Sunday, September 26, 2010

So You Want To Go To LCB?

One month down already. It's gone by so fast, and I'm 1/3rd of the way done with this semester. I haven't written about what I do on day-to-day bases yet. So, here it goes.



Generally, I start the day at either 8:30, or 12:30, so I set my alarm for an hour and a half before class each day. This is how the rest of my day goes.
Loud Eminem song in the background, but I’ve already been awake for 12 minutes, because I remembered mid dream (generally about soccer) that I have class today. Lay in bed through the song, and halfway through the next. Get up. Shower. Pack my bag. Chef pants? Check. Jacket? Check. Neck Handkerchief thing? Unfortunately, check... Towel, clean? Sure. Spoon, Fork, Pen, Name Tag? Quadruple Check. Change for the Delicious peach tea at school, or when I'm feeling really daring, Orangina? 1 Euro, Check. Every thing is there, good. Bag packed, I wander dreary eyed to the kitchen. Where a cereal bowl full of coffee awaits me, sometimes hot, usually cold from the day before when I woke up at 2. I drink it, say Bonjourneé to whoever is present, and depart. 21 blocks lie between my school and me. I usually complete the journey in 12-15 minutes, depending on traffic, and what the meat looks like at the butcher shop. I arrive at school, "Bonjour" the receptionist(s). (Although I'm not quite sure what they do, but they're listed ahead of the chefs on the school directory, strange). Walk to the locker room. Michael Pappas, a friend of mine here, gets a good morning, how are ya doing, and I enter the locker room. Imagine a dorm room. Add 60 3-foot tall lockers, stacked on top of each other, and 20 grown men at one time, and you've arrived at the LCB locker rooms. It is a lot like twister, arriving to your locker, jostling, reaching, ducking, and a few elbows thrown in. Clothes off, School clothes on. Alas, it is only a Demo, no knives, hat, or handkerchief needed, but a notebook is. 3 hours of lecture on the proper cooking technique of a potato later, it is finished. If you're lucky, the day is through until tomorrow. But if you're not, Practical awaits in less then 14 minutes. I run back to my locker, grab my knives, towel, apron, hat, handkerchief and my notes, a Tupperware, and a scale, and wait to go to class. While outside, I check my pocket for the euro, no dice. The tea is looking quite delicious today. I turn to a classmate, "watch my stuff?" and sprint back in to the entangled mass that is the locker room. I find the change, walk out, buy my tea, and drink it in a matter of two gulps; it was one of those demos..
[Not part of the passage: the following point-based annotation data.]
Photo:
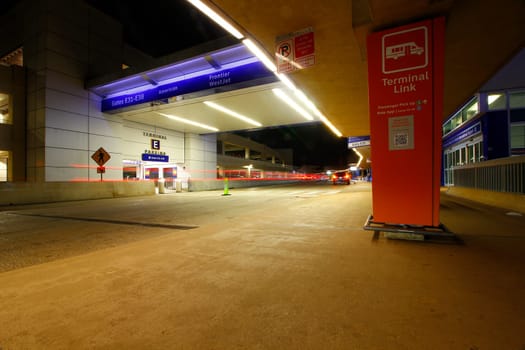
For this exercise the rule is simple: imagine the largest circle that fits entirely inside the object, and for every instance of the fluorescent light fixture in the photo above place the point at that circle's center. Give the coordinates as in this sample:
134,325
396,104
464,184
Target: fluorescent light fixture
286,81
261,55
360,157
283,96
331,126
232,113
187,121
216,18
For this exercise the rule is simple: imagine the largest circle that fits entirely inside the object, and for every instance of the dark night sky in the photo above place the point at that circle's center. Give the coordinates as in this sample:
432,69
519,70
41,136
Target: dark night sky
313,144
161,27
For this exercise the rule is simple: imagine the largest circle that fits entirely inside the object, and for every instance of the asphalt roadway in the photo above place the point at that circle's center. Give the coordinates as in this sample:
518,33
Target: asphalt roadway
286,267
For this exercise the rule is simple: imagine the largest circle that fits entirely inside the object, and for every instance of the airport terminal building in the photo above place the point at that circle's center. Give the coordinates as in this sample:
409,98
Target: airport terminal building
70,87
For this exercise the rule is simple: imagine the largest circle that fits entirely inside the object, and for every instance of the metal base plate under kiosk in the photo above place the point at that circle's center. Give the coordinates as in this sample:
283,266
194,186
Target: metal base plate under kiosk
408,232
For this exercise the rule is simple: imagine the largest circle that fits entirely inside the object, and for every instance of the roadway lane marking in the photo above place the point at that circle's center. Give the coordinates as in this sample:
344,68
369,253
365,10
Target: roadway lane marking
113,221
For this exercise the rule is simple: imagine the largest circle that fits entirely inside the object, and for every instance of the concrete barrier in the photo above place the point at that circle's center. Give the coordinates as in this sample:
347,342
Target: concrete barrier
30,193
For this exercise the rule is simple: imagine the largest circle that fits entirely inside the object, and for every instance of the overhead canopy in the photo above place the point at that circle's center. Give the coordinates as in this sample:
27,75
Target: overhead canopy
221,91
Dressed and ready, I enter the kitchen. Each of us our own 4 top, and oven, and granite counter. Racks, and fridges are sometimes shared, so you better get your stuff out quickly.
Chef enters. Mind you this is a completely different chef then demo, with a completely different style. He could be more relaxed, not making you chop the onion so fine, or, he could be a stickler for tradition, watching your every move. Needless to say, I prefer the former. "Allez, Allez" screams the chef, "Lets go." And were off, breaking down chickens, vegetables, fish, veal, you name it. 2 and a half hours we have. The first 40 minutes are the slowest, a lot of peeling, slicing, dicing, and starting of sauces, jus, and other sorts of delicious moisturizers. An hour in, sweat is starting, I can't find my paring knife, where is it. Oh, it’s inside the chickens butt, wonderful. "Mr. Brian, you make mistake." "Que Chef?" Then a smattering of French erupts out of him, something along the lines of too much water in my sauce pan for my carrots, or it could be about the French Revolution, I thought I heard émeute de pain in there somewhere, But, I think not. Chef pours my water out, and adds literally half a stick of butter.. Gaping at him, Chef says "C'est Bon" its good, and moves down the line to chastise Mitsuko's use of her chef’s knife to peel a carrot. 2 hours down, time to finish, add my cream, butter, and salt to everything, taste, and plate. While chef is eating other people's food, "You make clean" as one chef put it. I scrub, wipe dry, and scrub again with vinegar, every surface you used. When I finish, I help clean the people around me clean, or eat, or wrap my food up for the dishwasher, because I cannot eat an entire chicken by myself, again. General comments from chef. "Plus sel, Réduisez plus, C'est bon, Pourquoi vous n'avez pas utilisé de chinois?" Clean my serving plate, and I leave. I undress; pack my bags, and head home, awaiting me is another day. Sleep, and wake up because Even Fiffles told me I couldn't play today because I had to cook a duck.